Leggett & Platt is a diversified, global manufacturer of engineered components and select finished products serving bedding, furniture, automotive, aerospace, flooring/textile and industrial markets. The company operates 119 facilities in 18 countries and emphasizes vertical integration (including a large U.S. steel rod mill) and product innovation, with Bedding representing ~40% of revenue and Automotive ~19%. 2024 was a difficult year: trade sales fell to $4.38 billion, EBIT swung to a loss (≈-$430M) driven by large goodwill impairments (~$676M) and restructuring costs, and management has cut the dividend and prioritized deleveraging while pursuing a possible Aerospace divestiture. Seasonality (stronger Q2–Q3 mattress/furniture demand, cash flow seasonality favoring Q4), metal-margin sensitivity, and exposure to housing and auto cycles are dominant operational themes.
Given the company’s manufacturing footprint, cyclical end markets, and recent volatility, compensation programs are likely to emphasize a mix of fixed salary, short-term incentives tied to adjusted operating metrics (adjusted EBIT/EBITDA, cash from operations, metal margin or gross margin), and long-term equity awards tied to multi-year performance (TSR, ROIC or capital-deployment milestones). Because large non‑cash charges (goodwill and asset impairments) have meaningfully distorted GAAP results, the compensation committee is likely to rely on non‑GAAP or adjusted measures and multi-year performance windows to avoid rewarding outcomes driven by one‑time accounting items. Cost‑reduction and restructuring delivery (realized EBIT benefit targets), deleveraging/cash-flow targets and successful portfolio actions (e.g., Aerospace sale proceeds and use of proceeds to pay down debt) will be important near‑term drivers of bonus achievement and equity vesting.
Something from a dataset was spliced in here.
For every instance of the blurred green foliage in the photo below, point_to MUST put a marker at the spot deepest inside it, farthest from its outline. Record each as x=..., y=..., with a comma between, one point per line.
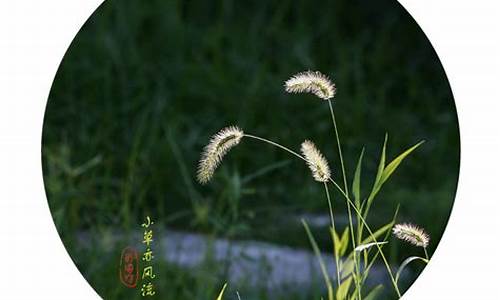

Safety, EHS and union/labor relations may be incorporated into incentive scorecards given manufacturing risks and the ~14% union representation in the workforce.
Insider activity should be monitored around clear operational inflection points: quarterly earnings (where impairments and adjusted metrics are disclosed), material portfolio events (Aerospace divestiture and expected ~$240M proceeds), restructuring milestones, and credit‑facility/debt moves that affect leverage. Because reported earnings can be dominated by large non‑cash charges, insiders may time option exercises or sales around announcements of impairment non‑recurrence, restructuring progress or metal‑margin improvements; conversely, opportunistic insider buying may appear after dividend cuts or major sell‑offs if management signals a credible turnaround. Standard regulatory guardrails (blackout periods, SEC Rule 10b5‑1 plans, clawback policies) and heightened investor scrutiny following the large impairments and dividend reduction mean disclosed 10b5‑1 plans and timing statements are especially relevant when assessing whether trades reflect routine liquidity needs or informed views on near‑term recovery.